How to survive family gatherings and the stress and anxiety they can bring
Article by: Theresa Briggs, MSW, LCSW, Clinical Therapist
Amery Hospital & Clinic Behavioral Health Center
For some, family gatherings are a great time – with relatives getting together to catch up and eat, drink a little and be merry.
Then there’s the rest of us. There’s our sister who voted for you-know-who. There’s that uncle who always becomes belligerent by you-know-when. There are our in-laws who never fail to bring up you-know-what. It all adds up to making “the most wonderful time of the year” the most stressful, and you find yourself just feeling terrible.
As a mental health therapist, I have the opportunity to meet with individuals and families who have concerns with stress and anxiety throughout the year. And as family gatherings and the holidays approach, more and more of my patients bring up these concerns in our sessions. Sometimes they’re feeling anxious about an upcoming social event. Other times, it’s what occurred at a past get-together that’s triggering their anxiety.

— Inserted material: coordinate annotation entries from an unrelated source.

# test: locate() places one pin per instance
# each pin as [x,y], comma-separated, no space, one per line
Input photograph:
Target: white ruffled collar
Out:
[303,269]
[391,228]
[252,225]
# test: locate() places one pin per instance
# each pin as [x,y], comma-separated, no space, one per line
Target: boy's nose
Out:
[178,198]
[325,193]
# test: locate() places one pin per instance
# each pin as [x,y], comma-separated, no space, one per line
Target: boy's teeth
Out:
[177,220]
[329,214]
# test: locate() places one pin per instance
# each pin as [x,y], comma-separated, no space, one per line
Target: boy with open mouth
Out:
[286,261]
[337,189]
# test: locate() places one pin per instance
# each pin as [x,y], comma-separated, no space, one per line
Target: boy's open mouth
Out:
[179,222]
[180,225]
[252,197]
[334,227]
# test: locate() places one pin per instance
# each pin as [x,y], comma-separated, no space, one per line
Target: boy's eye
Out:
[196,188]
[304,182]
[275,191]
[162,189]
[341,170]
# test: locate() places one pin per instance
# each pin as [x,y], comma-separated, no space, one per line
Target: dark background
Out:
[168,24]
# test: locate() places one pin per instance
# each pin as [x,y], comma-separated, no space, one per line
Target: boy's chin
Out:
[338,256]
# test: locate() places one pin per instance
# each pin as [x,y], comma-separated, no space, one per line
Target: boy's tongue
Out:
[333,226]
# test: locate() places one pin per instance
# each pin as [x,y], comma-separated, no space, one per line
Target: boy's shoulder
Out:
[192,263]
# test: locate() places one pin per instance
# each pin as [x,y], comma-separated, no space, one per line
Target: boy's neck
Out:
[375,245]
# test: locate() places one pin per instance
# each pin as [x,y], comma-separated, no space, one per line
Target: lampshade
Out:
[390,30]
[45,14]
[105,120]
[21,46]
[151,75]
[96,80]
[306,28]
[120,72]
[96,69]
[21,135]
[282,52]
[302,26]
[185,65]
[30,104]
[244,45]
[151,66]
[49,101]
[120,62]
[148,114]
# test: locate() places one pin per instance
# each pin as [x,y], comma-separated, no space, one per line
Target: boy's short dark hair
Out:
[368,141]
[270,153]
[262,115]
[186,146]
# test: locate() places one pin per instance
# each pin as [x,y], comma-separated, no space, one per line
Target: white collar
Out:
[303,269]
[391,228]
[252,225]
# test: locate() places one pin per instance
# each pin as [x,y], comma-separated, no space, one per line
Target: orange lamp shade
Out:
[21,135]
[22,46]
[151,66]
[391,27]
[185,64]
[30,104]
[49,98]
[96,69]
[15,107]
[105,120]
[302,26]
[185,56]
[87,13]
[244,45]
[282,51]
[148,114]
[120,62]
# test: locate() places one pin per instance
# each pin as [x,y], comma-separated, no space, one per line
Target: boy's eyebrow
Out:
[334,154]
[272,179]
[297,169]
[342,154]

Many patients tell me they want to steer clear of these gatherings and avoid the holiday season altogether. But dodging social interaction isn’t the answer, since research shows we need healthy relationships to be in good health (and that they’re almost as important to our health as not smoking!). Instead, there’s a different key to having healthy relationships and surviving these gatherings – and that’s learning how to turn conversations around, avoid misunderstandings and communicate in a healthy way.
Even if we originally learned negative communication, we all have the ability to learn healthy communication skills at any age. We just need to be aware of how we communicate and get into the habit of swapping out negative communication skills with positive ones.
Here are 5 things we can all work on that are proven to help turn conversations from hurtful to heartwarming – and the more we practice, the more automatic each of these skills becomes:
1. Watch your body language.
Listeners get more meaning from your body language than from what you are saying – so be sure your nonverbal cues show respect. Notice if your tone of voice is calm or harsh. Pay attention to your facial expression. Are you making eye contact? Are you smiling?
2. Use active listening.
Listening is different from hearing. Hearing is passive. Listening is active. To actively listen, repeat or paraphrase what someone says. Ask questions if you’re not sure what someone means to say.
3. Assume good intent, and seek to understand.
Minimize your assumptions and consider that someone may have a different view point – which is ok! Ask questions for clarity, but don’t interrogate. For example, instead of saying “Did you finish that project?” ask “How is that project going?”
4. Be proactive in preventing and resolving conflicts.
Pay attention to when you sense there may be a difference of opinion, stay calm and think a few moments before you respond or speak. Ask questions without judging an idea or the person. It’s important to get to a place where you both agree on what a problem is. Sometimes the problem will even melt away as you’re getting to this place because there were basic misunderstandings.
5. Be assertive instead of passive-aggressive.
Being passive-aggressive can mean indirectly expressing negative feelings and being uncooperative. You can clearly and directly communicate what you want and believe while still being respectful of the person you’re talking with. The key is striving for truly open collaboration with that person, and being mindful that what you say doesn’t violate their rights as a human being. Enter the conversation with the goal that you’ll both be happy when it ends – even if that means being at peace with agreeing to disagree. For example, instead of saying “We can try, but I doubt it will work”, say “Can we brainstorm some other ways to do this?” When you’re being assertive, you use ‘I’ instead of ‘you’ statements and you share the stage rather than taking it over. You ask the other person for their input, and doing so gives you the chance to provide your input when it’s requested, too.
Feeling anxious or stressed – in social situations or otherwise – is not a character flaw or a sign of weakness. Anxiety can affect anyone regardless of age, gender, ethnicity or occupation and is one of the most common mental health concerns in the United States.
While we don’t always know what causes anxiety*, we do know that it can impact a person’s thoughts, feelings, behaviors and physical health. We also know that practicing healthy communication is one thing that can help us cope with anxiety and make us (and those around us) feel better. This is because these skills help us build up our emotional resilience and ability to bounce back from stress without giving in, giving up or breaking down.
If you’d like help with stress and anxiety, the first step is to talk with your primary care doctor or clinician. Give Amery Hospital & Clinic a call at 715-268-8000
to set up an appointment, and your clinician can then refer you to our Behavioral Health Center for mental health services that fit your needs.
*There are some risk factors associated with anxiety. These include holiday stress, stress due to an illness, a history of trauma, living with other mental health illnesses (such as depression), having family members with anxiety, and drug or alcohol use or misuse. However, anxiety can also affect individuals without any of these risk factors.